Party Hopping

borden_egg_nog.jpgA couple of weeks ago I complained to Bryna that we never get invited to any Christmas parties. The next day we literally got four invitations in the mail, all for the same weekend. Which merely proves the axiom, “Be careful what you wish for.” So, we spent this weekend “holiday party” hopping. This is the old people equivalent of clubbing. The invitations were from a variety of constituencies: one was a family party, one was a new friend’s annual holiday party, one was hosted by parishioners, and one was held by the parents of one of Zack’s friends. A good time was had by all.

My biggest struggle at these things is what to say when people wish me “Merry Christmas.” I know it’s all done in the spirit of the season but my inner liturgical Nazi says “It’s not Christmas! It’s still Advent!” There are 12 days of Christmas and we don’t hit the first one until the 25th. So instead of just saying, “And Merry Christmas to you, too,” I say something passive agressive like “Yup, it’s almost Christmas” or “It won’t be long.” Maybe that’s why I rarely get invited back the following year…

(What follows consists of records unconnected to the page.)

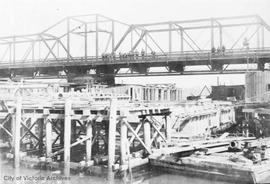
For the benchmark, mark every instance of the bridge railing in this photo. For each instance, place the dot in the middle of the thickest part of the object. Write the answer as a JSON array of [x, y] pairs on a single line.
[[118, 59]]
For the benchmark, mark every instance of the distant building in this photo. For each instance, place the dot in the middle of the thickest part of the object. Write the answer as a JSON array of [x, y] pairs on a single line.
[[149, 92], [258, 87], [232, 92]]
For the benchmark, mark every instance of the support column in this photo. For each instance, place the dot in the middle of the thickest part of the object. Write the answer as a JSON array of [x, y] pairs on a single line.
[[262, 36], [123, 141], [168, 129], [220, 37], [67, 136], [16, 133], [212, 34], [147, 133], [48, 128], [85, 42], [97, 45], [112, 133], [182, 41], [40, 125], [89, 133]]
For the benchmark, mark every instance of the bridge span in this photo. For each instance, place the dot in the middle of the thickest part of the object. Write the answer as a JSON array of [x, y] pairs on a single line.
[[88, 45]]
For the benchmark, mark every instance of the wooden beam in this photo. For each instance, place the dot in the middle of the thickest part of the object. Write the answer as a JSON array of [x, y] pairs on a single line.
[[139, 139], [123, 141], [16, 135], [48, 128], [89, 132], [67, 136], [147, 134], [112, 132], [168, 129]]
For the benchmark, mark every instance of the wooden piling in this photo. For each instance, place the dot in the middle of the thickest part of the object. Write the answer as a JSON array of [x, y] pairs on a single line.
[[89, 132], [16, 133], [147, 133], [40, 145], [123, 141], [67, 135], [48, 127], [112, 133], [168, 129]]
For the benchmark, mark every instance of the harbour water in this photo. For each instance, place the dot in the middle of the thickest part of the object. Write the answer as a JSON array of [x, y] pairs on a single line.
[[35, 176]]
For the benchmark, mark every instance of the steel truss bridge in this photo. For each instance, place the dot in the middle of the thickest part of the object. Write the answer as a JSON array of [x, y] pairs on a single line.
[[103, 47]]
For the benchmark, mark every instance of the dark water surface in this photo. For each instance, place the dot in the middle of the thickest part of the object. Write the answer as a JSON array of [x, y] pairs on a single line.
[[35, 176]]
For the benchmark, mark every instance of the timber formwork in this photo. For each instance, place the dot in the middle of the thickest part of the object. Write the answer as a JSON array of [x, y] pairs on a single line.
[[83, 135]]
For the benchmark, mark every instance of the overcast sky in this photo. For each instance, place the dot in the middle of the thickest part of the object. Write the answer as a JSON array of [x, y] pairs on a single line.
[[31, 16]]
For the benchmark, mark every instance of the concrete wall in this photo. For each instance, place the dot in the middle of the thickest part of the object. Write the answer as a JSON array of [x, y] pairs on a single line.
[[257, 87]]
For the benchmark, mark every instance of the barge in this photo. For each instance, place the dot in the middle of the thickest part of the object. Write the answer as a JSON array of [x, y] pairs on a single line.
[[249, 164]]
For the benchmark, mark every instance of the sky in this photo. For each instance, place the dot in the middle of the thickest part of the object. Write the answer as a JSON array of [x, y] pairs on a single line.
[[32, 16]]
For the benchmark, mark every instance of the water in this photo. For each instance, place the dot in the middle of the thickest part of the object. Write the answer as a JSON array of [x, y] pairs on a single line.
[[36, 176]]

It’s always interesting when people find out what I do for a living. I usually don’t bring it up unless asked because it’s often a conversation killer. While it doesn’t faze most people, you can see other playing back the preceding dialogue in their minds to make sure they didn’t curse or say something inapropriate. As if I’ve already condemned them to the fifth ring of hell. I’m often tempted to just tell people I’m in “life insurance,” which is true in a sense. Of course that might make them run away as well.  

We don’t have any more parties on our December social calendar. Which is just as well. I’ve got some sermons to crank out.